Trump simplesmente tornou esse arranjo evidente. Ele trata abertamente os europeus não como parceiros, mas como instrumentos. Aos seus olhos, a UE existe para financiar as prioridades americanas e, posteriormente, para lidar com os detalhes técnicos de uma Ucrânia pós-acordo. A "posição" da Europa Ocidental pouco importa se for diferente da de Washington. As recentes negociações comerciais comprovaram isso: as negociações foram favoráveis ​​aos Estados Unidos, e seus convidados aceitaram.

A estratégia da bajulação

Diante dessa realidade, a Europa Ocidental optou por uma estratégia de bajulação desenfreada. Os líderes acreditam que, ao elogiar Trump, podem introduzir suas próprias divergências na conversa. Mas essa abordagem é contraproducente. Trump encara os elogios não como persuasão, mas como o reconhecimento de uma verdade evidente: se você me admira, devo estar certo. Junte-se a mim e continue aplaudindo.
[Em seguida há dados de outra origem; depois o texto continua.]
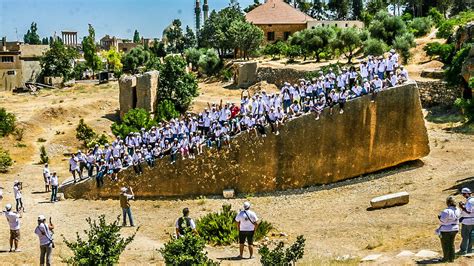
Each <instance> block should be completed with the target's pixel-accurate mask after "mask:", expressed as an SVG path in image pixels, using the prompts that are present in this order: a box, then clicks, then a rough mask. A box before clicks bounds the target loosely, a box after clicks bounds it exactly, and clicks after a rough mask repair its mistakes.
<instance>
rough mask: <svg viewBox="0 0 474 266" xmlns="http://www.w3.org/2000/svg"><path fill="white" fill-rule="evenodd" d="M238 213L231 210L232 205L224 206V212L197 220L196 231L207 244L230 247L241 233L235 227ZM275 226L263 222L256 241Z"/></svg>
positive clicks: (257, 232)
mask: <svg viewBox="0 0 474 266" xmlns="http://www.w3.org/2000/svg"><path fill="white" fill-rule="evenodd" d="M236 216H237V212H236V211H234V210H231V205H223V206H222V212H214V213H209V214H207V215H205V216H204V217H202V218H201V219H199V220H197V222H196V229H197V231H198V232H199V235H200V236H201V237H202V238H203V239H204V240H206V241H207V242H209V243H211V244H214V245H230V244H232V243H235V242H237V239H238V236H239V232H238V228H237V226H236V225H235V217H236ZM272 229H273V226H272V225H271V224H270V223H268V222H266V221H261V222H260V224H259V226H258V229H257V231H256V232H255V236H254V237H255V240H256V241H259V240H261V239H262V238H264V237H265V236H266V235H267V234H268V232H270V231H271V230H272Z"/></svg>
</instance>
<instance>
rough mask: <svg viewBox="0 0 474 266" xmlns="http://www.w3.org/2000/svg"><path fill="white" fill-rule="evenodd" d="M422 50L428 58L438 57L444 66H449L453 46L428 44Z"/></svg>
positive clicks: (448, 44) (444, 44)
mask: <svg viewBox="0 0 474 266" xmlns="http://www.w3.org/2000/svg"><path fill="white" fill-rule="evenodd" d="M423 50H425V52H426V54H427V55H428V56H430V57H434V56H438V57H439V60H440V61H441V62H443V63H444V64H450V63H451V61H452V60H453V56H454V44H441V43H439V42H431V43H428V44H427V45H426V46H425V47H424V48H423Z"/></svg>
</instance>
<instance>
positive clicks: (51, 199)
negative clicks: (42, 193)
mask: <svg viewBox="0 0 474 266" xmlns="http://www.w3.org/2000/svg"><path fill="white" fill-rule="evenodd" d="M57 194H58V186H51V201H57V200H58V198H57V197H56V196H57Z"/></svg>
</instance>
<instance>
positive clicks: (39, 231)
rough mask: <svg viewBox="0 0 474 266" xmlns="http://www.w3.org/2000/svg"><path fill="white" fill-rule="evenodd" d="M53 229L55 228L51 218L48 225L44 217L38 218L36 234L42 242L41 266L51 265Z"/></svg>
mask: <svg viewBox="0 0 474 266" xmlns="http://www.w3.org/2000/svg"><path fill="white" fill-rule="evenodd" d="M53 229H54V226H53V224H52V223H51V218H49V225H48V224H46V217H44V215H40V216H38V226H37V227H36V229H35V234H36V235H37V236H38V239H39V242H40V265H45V264H46V265H51V261H52V253H53V248H54V243H53Z"/></svg>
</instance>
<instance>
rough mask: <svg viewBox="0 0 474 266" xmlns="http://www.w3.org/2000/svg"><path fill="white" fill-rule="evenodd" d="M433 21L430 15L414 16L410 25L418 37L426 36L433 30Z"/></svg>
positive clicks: (415, 35) (412, 31)
mask: <svg viewBox="0 0 474 266" xmlns="http://www.w3.org/2000/svg"><path fill="white" fill-rule="evenodd" d="M432 26H433V21H432V20H431V18H430V17H419V18H414V19H413V20H412V21H411V22H410V23H409V25H408V27H409V28H410V30H411V31H412V32H413V34H414V35H415V36H416V37H421V36H425V35H426V34H428V33H429V32H430V31H431V27H432Z"/></svg>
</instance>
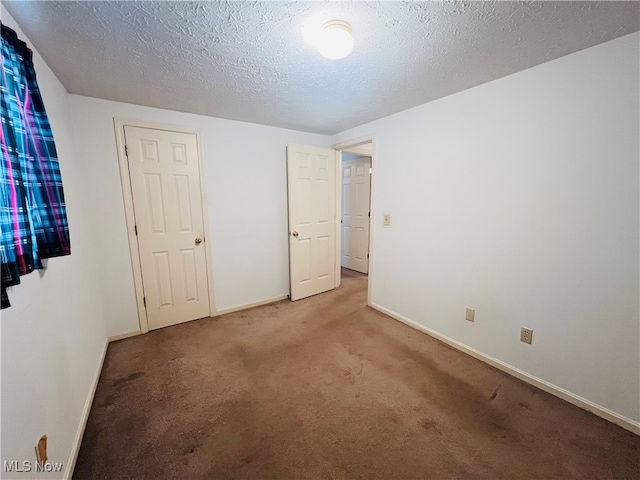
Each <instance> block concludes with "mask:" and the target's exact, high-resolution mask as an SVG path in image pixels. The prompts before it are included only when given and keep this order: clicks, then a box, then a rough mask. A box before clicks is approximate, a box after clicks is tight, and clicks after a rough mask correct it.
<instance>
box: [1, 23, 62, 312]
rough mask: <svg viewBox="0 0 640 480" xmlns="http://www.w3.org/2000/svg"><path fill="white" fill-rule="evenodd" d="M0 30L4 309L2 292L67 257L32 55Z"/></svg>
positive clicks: (11, 38) (24, 47) (49, 136)
mask: <svg viewBox="0 0 640 480" xmlns="http://www.w3.org/2000/svg"><path fill="white" fill-rule="evenodd" d="M0 25H1V26H2V63H1V64H0V75H1V80H2V84H1V88H0V102H1V110H0V114H1V117H2V129H1V130H0V141H1V142H2V153H1V158H0V194H1V196H0V228H1V229H2V230H1V233H0V261H1V263H2V291H1V297H2V308H6V307H8V306H10V303H9V298H8V297H7V291H6V287H9V286H12V285H17V284H19V283H20V276H21V275H25V274H27V273H29V272H32V271H33V270H34V269H40V268H42V262H41V260H42V259H44V258H50V257H58V256H61V255H69V254H70V253H71V252H70V247H69V227H68V224H67V213H66V207H65V203H64V193H63V191H62V177H61V176H60V166H59V164H58V155H57V153H56V146H55V144H54V142H53V133H52V131H51V126H50V124H49V119H48V118H47V113H46V111H45V108H44V103H43V102H42V97H41V95H40V90H39V89H38V84H37V82H36V72H35V70H34V68H33V60H32V54H31V50H29V48H28V47H27V45H26V44H25V43H24V42H23V41H21V40H19V39H18V37H17V35H16V32H14V31H13V30H12V29H10V28H8V27H6V26H5V25H2V24H0Z"/></svg>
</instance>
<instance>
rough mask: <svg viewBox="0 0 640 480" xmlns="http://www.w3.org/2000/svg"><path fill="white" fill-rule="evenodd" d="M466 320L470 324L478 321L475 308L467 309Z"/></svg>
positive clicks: (466, 311)
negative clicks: (468, 321) (470, 322)
mask: <svg viewBox="0 0 640 480" xmlns="http://www.w3.org/2000/svg"><path fill="white" fill-rule="evenodd" d="M464 318H465V320H468V321H470V322H475V319H476V311H475V310H474V309H473V308H467V310H466V311H465V314H464Z"/></svg>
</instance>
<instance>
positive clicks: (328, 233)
mask: <svg viewBox="0 0 640 480" xmlns="http://www.w3.org/2000/svg"><path fill="white" fill-rule="evenodd" d="M335 165H336V163H335V151H334V150H331V149H328V148H318V147H311V146H307V145H296V144H293V145H289V147H288V148H287V170H288V189H289V267H290V279H291V299H292V300H299V299H301V298H305V297H308V296H310V295H315V294H317V293H321V292H326V291H327V290H331V289H333V288H335V274H334V270H335V262H336V252H335V250H336V248H335V228H336V218H335V209H336V203H335V202H336V198H335V196H336V181H335Z"/></svg>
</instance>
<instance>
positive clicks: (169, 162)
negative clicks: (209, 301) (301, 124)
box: [124, 126, 211, 330]
mask: <svg viewBox="0 0 640 480" xmlns="http://www.w3.org/2000/svg"><path fill="white" fill-rule="evenodd" d="M124 131H125V139H126V145H127V151H128V154H127V157H128V160H129V176H130V180H131V190H132V193H133V204H134V211H135V218H136V230H137V234H138V237H137V238H138V249H139V252H140V263H141V266H142V281H143V289H144V297H145V304H146V311H147V318H148V321H149V329H150V330H153V329H156V328H161V327H166V326H169V325H174V324H177V323H182V322H186V321H189V320H195V319H197V318H203V317H207V316H209V315H210V314H211V312H210V309H209V286H208V280H207V279H208V275H207V262H206V248H205V246H204V244H203V243H202V242H198V243H197V242H196V239H202V240H203V239H204V221H203V216H202V215H203V213H202V212H203V210H202V195H201V191H200V171H199V163H198V148H197V140H196V136H195V135H194V134H188V133H179V132H170V131H166V130H156V129H147V128H139V127H130V126H125V127H124Z"/></svg>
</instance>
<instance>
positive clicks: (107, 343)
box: [63, 339, 109, 480]
mask: <svg viewBox="0 0 640 480" xmlns="http://www.w3.org/2000/svg"><path fill="white" fill-rule="evenodd" d="M107 345H109V341H108V340H107V339H105V341H104V346H103V347H102V354H101V355H100V359H99V360H98V367H97V368H96V372H95V374H94V378H93V382H92V383H91V388H90V389H89V394H88V395H87V399H86V400H85V402H84V408H83V409H82V415H81V416H80V425H78V431H77V432H76V438H75V439H74V442H73V445H72V447H71V454H70V455H69V461H68V462H67V468H66V469H65V472H64V477H63V478H64V479H65V480H71V477H72V475H73V470H74V469H75V468H76V461H77V460H78V453H79V452H80V445H82V437H83V436H84V429H85V427H86V426H87V420H88V419H89V413H90V412H91V405H92V404H93V397H94V396H95V394H96V389H97V388H98V380H100V373H102V365H103V364H104V359H105V357H106V355H107Z"/></svg>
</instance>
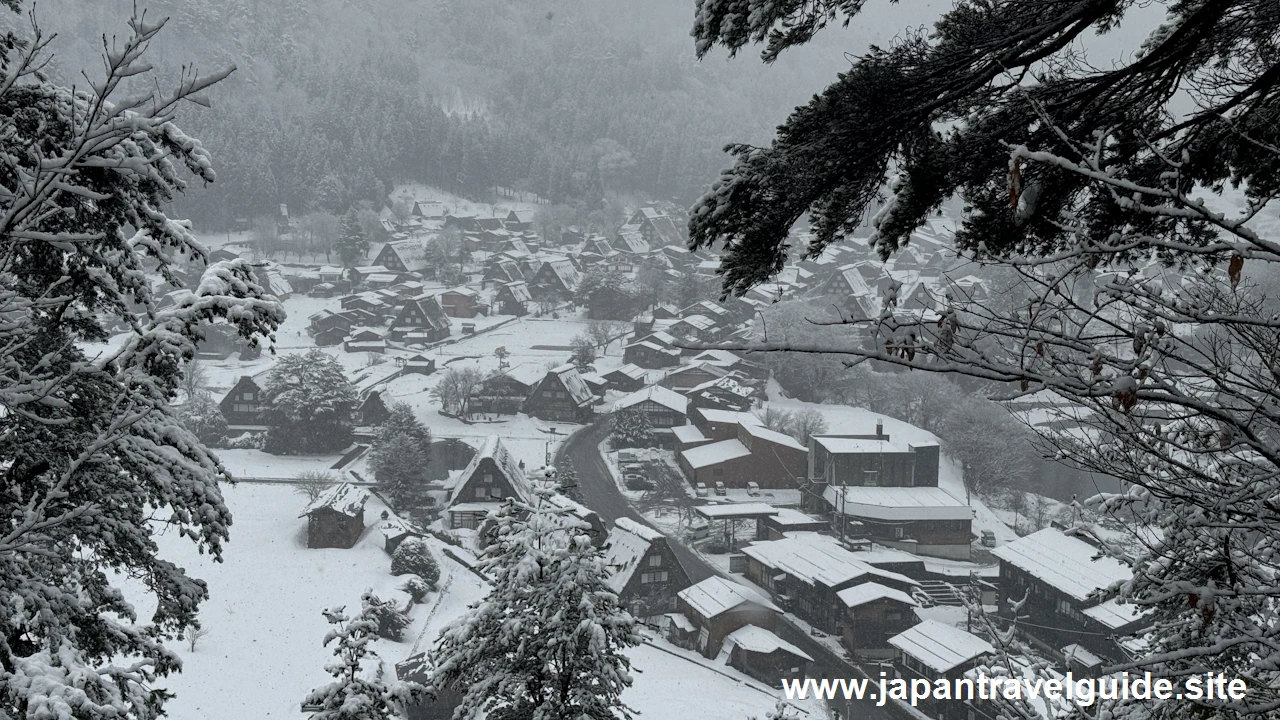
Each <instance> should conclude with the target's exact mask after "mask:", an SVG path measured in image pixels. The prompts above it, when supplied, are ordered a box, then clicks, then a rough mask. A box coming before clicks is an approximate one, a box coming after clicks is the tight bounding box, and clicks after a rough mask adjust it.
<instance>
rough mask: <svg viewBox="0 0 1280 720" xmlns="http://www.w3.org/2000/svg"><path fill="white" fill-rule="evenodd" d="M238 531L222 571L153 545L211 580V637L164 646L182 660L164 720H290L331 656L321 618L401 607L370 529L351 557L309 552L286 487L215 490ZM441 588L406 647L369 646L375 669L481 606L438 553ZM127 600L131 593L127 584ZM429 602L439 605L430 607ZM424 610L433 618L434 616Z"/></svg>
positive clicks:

Bruxelas se assegura de que essa humilhação é temporária, fruto de um líder incomum. Quando Trump sair, a normalidade retornará. Mas a ilusão não durará. Por mais de duas décadas – desde a presidência de George W. Bush – Washington vem mudando constantemente seu foco estratégico da Europa. Esse rumo tem sido consistente entre partidos e presidentes. Não mudará depois de Trump. E, dada a atual disposição dos líderes da UE de se humilharem, os futuros presidentes dos EUA não esperarão menos.

Outros se mantêm firmes

Alguns argumentam que a posição da Europa Ocidental não é diferente daquela dos Estados-nação que lidam com os Estados Unidos. Isso é enganoso. O Canadá, por exemplo, assumiu uma posição firme sob seu novo primeiro-ministro, e Trump suavizou seus ataques.

Fora do bloco Atlântico, o contraste é ainda mais nítido. China, Índia, Brasil e África do Sul resistiram à pressão americana. Podem chegar a um acordo, mas se recusam a se submeter. Nenhum quer um confronto direto com os Estados Unidos, mas nenhum aceita chantagem.

Só a UE se rende consistentemente. Tornou-se a campeã indiscutível da obediência, tratando a subserviência como prudência.

O custo da obediência

A história mostra que a Europa Ocidental nem sempre foi tão tímida. No início da década de 1980, quando o diálogo soviético-americano fracassou, seus líderes persuadiram Ronald Reagan a não interferir em seus projetos energéticos com a URSS. Por quê? Porque isso convinha aos próprios interesses da UE. Essa clareza de propósito está ausente hoje.

O problema não é que Bruxelas simplesmente siga os Estados Unidos, mas que a Europa Ocidental não sabe mais quais são seus próprios interesses. Tendo perdido a capacidade – ou talvez a coragem – de defini-los, ela automaticamente se alinha com Washington. Para os Estados Unidos, isso é conveniente. A UE é tratada como concorrente em algumas esferas e como recurso em outras, mas nunca como uma parceira genuína.

Rússia e o Velho Mundo

O que isso significa para a Rússia? Por enquanto, pouco. O relacionamento está em baixa, e reconstruí-lo é uma questão para um futuro distante. Ainda assim, a lição da história é clara: os períodos mais produtivos nas relações Rússia-UE ocorreram quando a Europa Ocidental agiu em seus próprios interesses, não como apêndice dos Estados Unidos.

Hoje, essa capacidade desapareceu. Em vez disso, o bloco corre o risco de cair no que só pode ser descrito como uma neurose política coletiva. Líderes se tranquilizam com ilusões, enquanto a distância entre as ambições da Europa Ocidental e sua autonomia real se amplia. As consequências podem ser perigosas – para a própria UE, para seus vizinhos e para a estabilidade da ordem internacional em geral.